I was straight forward with my students and owned my slow process for learning names. Yet, I did pick up a trick o two over the years. Seating charts were my salvation. I would observe class dynamics for a few days and then artfully arrange them for maximum focus. I know I don’t need to explain that to you all! I would tell students the utter importance of sitting in that EXACT seat every day. Not  across the table, not in an absent students seat because then they would be marked absent. Those first few weeks I would visit every table while doing attendance and point to the seats and read the names on my seating chart and look at the students in the seats waiting for confirmation that everyone was where they were supposed to be. Another favorite shortcut of mine include portfolios that students labeled with their name, allowing me to glance as I approached them and ask “Jill, I know you needed help with your project.”

Here are tricks and tips and ticks from your fellow art teachers.

1. Table Photos
My favorite, from an old colleague. She takes a photo of the students together at their assigned table while the students held a piece of paper with their names. Quick and visual.

2. Call Roll Every Day
One art teacher recommends calling roll every day and makes eye contact with every student as she goes through the list. She also tries to call them by name when they answer questions to reinforce the name with the face. I know at least one teacher who called roll every day all year as a way to force taking good attendance and prevent any doubt to the accuracy of attendance.

3. Start With a Name Project
Maybe designing a personal logo for their portfolios or one point perspective graffiti. This allows a teacher to see the student’s names every day for several days.

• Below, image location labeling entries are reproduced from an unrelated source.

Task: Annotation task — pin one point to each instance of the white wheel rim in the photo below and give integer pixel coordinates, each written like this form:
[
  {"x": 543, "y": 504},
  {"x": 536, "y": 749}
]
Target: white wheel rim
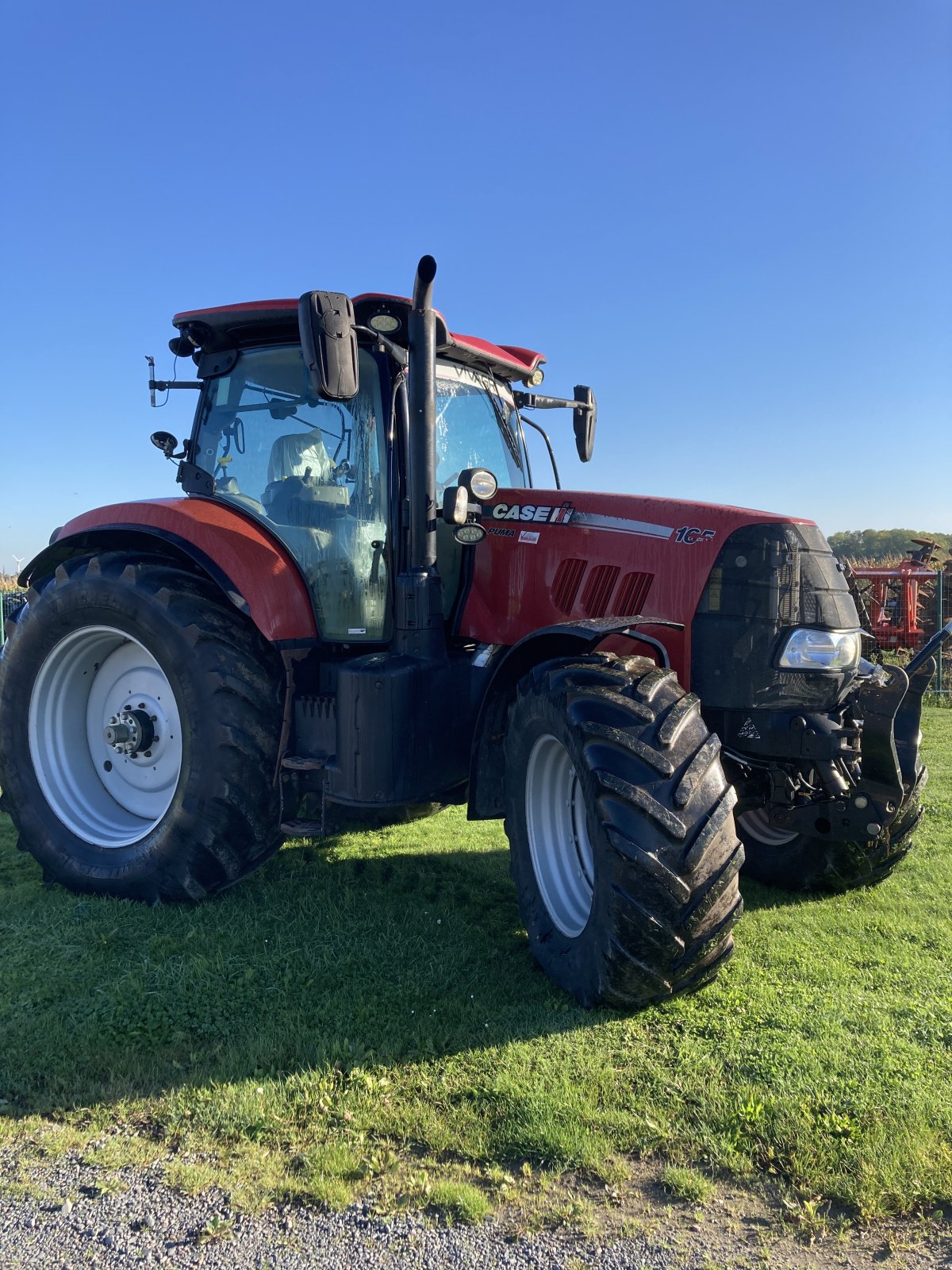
[
  {"x": 757, "y": 823},
  {"x": 106, "y": 797},
  {"x": 559, "y": 838}
]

4. Seating Chart With Photo
Use your attendance programs to create a custom seating chart that includes the student’s photo.

5. Table Cards
Another teacher folds index cards in half to make a tent and has students write their first name on both sides. The teacher hands them out daily by calling the name and have students retrieve the name tag to set them at their work area.

6. Play a Name Games
One name game a teacher recommends is “Can You Remember?” Everyone gets in a circle. Choose someone to start. They say “My name is (Adrian) and I like (apples).” Then the next person says the same thing with their name, then repeating the person before. This goes on, with the last person repeating everyone. There are a lot of other name games you can utilize.

7. Get to Know You Questions
Daily attend question that are icebreakers, like  favorite snack food, pet name, last book read, etc. It’s a fun way to build community and allows kids who are not usually comfortable answering questions an opportunity to participate.

8. Repetition is Key  One teacher shared, “When they enter and leave the room I always greet them by name. It takes me two or three days but I get their names down that way.”

9. All about Me Sheet
Other teachers utilize an “all about me” worksheet. You can have them fill it out, include a photo and collect other helpful information. For example, I always asked them to put down 2-3 favorite musicians or groups to help make a music playlist for studio time.

10. Visual Notes
Take notes of the phonetic pronunciation for student names that are difficult. Add symbols for anything you might need to remember about the student- a peanut for a peanut allergy, an ear for a student with a hearing impairment.